Proposition de directive sur le secret des affaires – et les lanceurs d’alerte ?

La commission des Affaires européennes du Sénat (la « CAE » pour la suite) a examiné pendant sa réunion du 4 juin une proposition de résolution européenne rédigée par Sophie Joissains, et portant sur le projet de directive relative au secret des affaires publiée par la Commission européenne à la fin du mois de novembre 2013. Il s’agissait de formuler une position officielle du Sénat sur ce qui n’est encore qu’un texte de travail, quoique tout à fait officiel, qui doit être examiné tant par le Parlement européen que par le Conseil des Ministres de l’Union européenne.

Seul membre écologiste de la CAE, j’ai également été le seul participant à cette réunion à voter contre la proposition de Sophie Joissains (trois autres membres se sont abstenus).

Cette résolution européenne, si elle émet quelques réserves sur le texte européen lui-même, lui apporte en effet un soutien de principe qui me paraît loin d’être satisfaisant, ceci pour au moins quatre raisons.

1. Une définition extrêmement large et imprécise.

La définition de la notion de « secrets des affaires » retenue dans la proposition de directive est extrêmement large et imprécise . Il s’agit certes de la reprise d’un texte conclu au niveau de l’OMC. Mais si une telle imprécision peut à la rigueur se comprendre au sein d’accords internationaux déjà anciens (1994), et dont la mise en application est toujours sujette à interprétations, elle semble beaucoup plus problématique au niveau d’un droit d’application aussi ferme que le droit européen…

2. Une approche déséquilibrée au détriment de la protection des lanceurs d’alerte.
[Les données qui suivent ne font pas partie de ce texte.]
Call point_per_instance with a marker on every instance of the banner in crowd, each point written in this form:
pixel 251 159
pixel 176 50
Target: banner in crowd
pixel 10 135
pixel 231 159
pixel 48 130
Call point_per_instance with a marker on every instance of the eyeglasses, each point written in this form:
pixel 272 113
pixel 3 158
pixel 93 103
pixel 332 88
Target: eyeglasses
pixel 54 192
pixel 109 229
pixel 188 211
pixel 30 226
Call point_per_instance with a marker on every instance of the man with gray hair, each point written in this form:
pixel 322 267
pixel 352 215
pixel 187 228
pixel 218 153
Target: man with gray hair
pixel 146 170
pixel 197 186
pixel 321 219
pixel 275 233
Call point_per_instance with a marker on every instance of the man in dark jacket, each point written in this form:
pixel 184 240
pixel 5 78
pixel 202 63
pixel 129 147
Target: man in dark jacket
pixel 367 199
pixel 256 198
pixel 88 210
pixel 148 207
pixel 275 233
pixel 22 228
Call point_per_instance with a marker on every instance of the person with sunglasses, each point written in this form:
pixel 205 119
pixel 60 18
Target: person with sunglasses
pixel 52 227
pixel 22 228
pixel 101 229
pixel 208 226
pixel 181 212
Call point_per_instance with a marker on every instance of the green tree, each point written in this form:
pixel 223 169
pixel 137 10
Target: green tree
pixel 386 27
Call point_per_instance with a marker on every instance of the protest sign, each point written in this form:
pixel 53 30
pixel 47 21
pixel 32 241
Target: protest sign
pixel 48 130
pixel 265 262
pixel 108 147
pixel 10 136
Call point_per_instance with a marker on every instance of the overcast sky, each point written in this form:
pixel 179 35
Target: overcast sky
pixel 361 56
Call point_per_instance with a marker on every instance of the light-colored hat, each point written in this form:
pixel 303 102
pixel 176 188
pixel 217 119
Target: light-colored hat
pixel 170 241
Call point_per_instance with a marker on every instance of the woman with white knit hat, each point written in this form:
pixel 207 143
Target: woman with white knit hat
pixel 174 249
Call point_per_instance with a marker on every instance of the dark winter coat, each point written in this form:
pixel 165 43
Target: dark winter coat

Le texte renferme en outre un très grand déséquilibre entre d’une part la volonté de renforcer le secret des affaires au nom de la compétitivité et de l’économie européenne et d’autre part la protection des lanceurs d’alerte et des mécanismes permettant de détecter d’éventuels anomalies ou dysfonctionnements. Certes, il est fait à plusieurs reprises mention de ce que la protection des secret d’affaires s’entend dans un cadre qui respecte lui-même la légalité commerciale, pénale etc. Il est également fait mention du nécessaire respect de la liberté d’information et d’expression et de la défense «d’intérêts légitimes». Mais alors que le texte fourmille de précisions sur les mesures de protection de secrets des affaires eux-mêmes très largement définis, il ne contient à peu près rien pour contrebalancer efficacement les possibles abus et dérives qui seraient commis à la faveur de ces mêmes secrets des affaires… L’étude d’impact reste d’ailleurs extrêmement vague quant aux problèmes que l’adoption de cette directive pourrait poser en matière de liberté d’information.

3. Une vision économique trop classique.

On peut également noter que cette même étude d’impact reste floue quant à l’efficacité de telles mesures de protection des secrets des affaires sur la dynamisation de l’économie européenne et le renforcement de sa « compétitivité », pourtant présentés comme ses principaux objectifs. Il faut dire que le texte s’inscrit dans une vision très classique du fonctionnement de l’économie, jusqu’à exagérer possiblement l’importance de certains facteurs (notamment la propriété intellectuelle, même si elle n’est pas directement l’objet du texte) et à gêner à terme l’émergence de nouveaux modèles.

4. Une priorité qui n’en est pas une !

Dernier point enfin, on peut s’étonner de ce que la Commission européenne ait poursuivi l’examen prioritaire de ce genre de propositions alors mêmes que les signaux se multipliaient  depuis de nombreux mois (pour ne pas dire années) quant à la méfiance des citoyens vis-à-vis des institutions publiques, et singulièrement vis-à-vis des institutions européennes. Il existe déjà de nombreux textes en cours de préparation, négociation, finalisation qui renvoient d’une manière ou d’une autre à ce types de problématiques. L’attachement à ce sujet de la plupart des citoyens et acteurs intéressés par la construction européenne n’est pourtant pas flagrant (75 % des citoyens européens considèrent qu’il n’y a pas d’urgence à adopter un texte sur ce sujet !), tout comme l’intérêt qu’il y a à envoyer un tel signal alors que nous sortons tout juste, aujourd’hui, d’élections européennes particulièrement difficiles…

Je continuerai naturellement à suivre ce dossier, malgré le vote de la commission des Affaires européennes du Sénat, tant au niveau du Parlement et du gouvernement français qu’au niveau européen. Vous pouvez en attendant et pour plus de détails retrouver, ici, le compte-rendu analytique de la réunion de la CAE en date du 2 juin (texte de la résolution inclus), là le texte intégral de la proposition de directive, et enfin un article de Mediapart (accès payant) dont je partage en grande partie, et de manière manifeste, l’analyse et les inquiétudes.